O anime estreou em 50 países antes mesmo de chegar ao Japão, onde só começou a ser exibido em 5 de abril. No lançamento internacional, o primeiro episódio liderou as paradas no Disney+ e chegou a ser trending no X em diversos mercados. Mas o dado mais curioso que emergiu das primeiras semanas de exibição é geográfico: a maior base de audiência entusiasmada está concentrada na América Central e do Sul.
Por que a América do Sul está tão animada com um galo lutador

A premissa de Rooster Fighter é deliberadamente absurda. A série é uma paródia do formato clássico de herói shonen, com a diferença de que o protagonista é literalmente um galo. Keiji, uma galinha comicamente poderosa, vive em um Japão devastado por kaijus e demônios mutantes nascidos do sofrimento humano, e sua missão é encontrar e eliminar o Demônio Branco, a criatura que matou sua irmã. A narrativa mistura combates brutais com uma quantidade generosa de piadas sobre galinhas.
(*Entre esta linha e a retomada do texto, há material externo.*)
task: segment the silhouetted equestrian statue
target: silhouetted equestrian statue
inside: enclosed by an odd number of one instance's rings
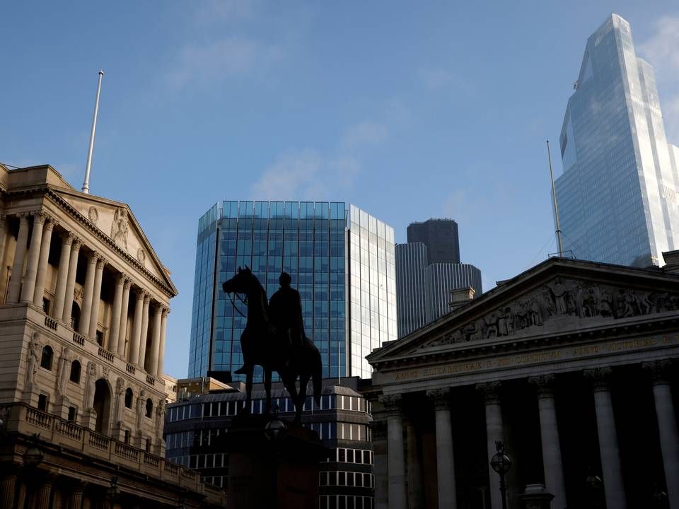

Quando questionado sobre as razões do sucesso sul-americano, Motomura ofereceu duas teorias com diferentes graus de seriedade. A primeira é que galinhas têm conotação auspiciosa no Cristianismo, religião dominante na região. A segunda, mais concreta, é que muitas famílias na América Central e do Sul criam galinhas em casa, o que geraria uma familiaridade natural com o animal protagonista.
A segunda teoria soa mais plausível como fator cultural, mas o humor nonsense e a premissa refrescante dentro de um gênero saturado provavelmente contribuem tanto quanto qualquer conexão folclórica. Rooster Fighter está disponível internacionalmente no Adult Swim, Crunchyroll, Disney+ e Hulu.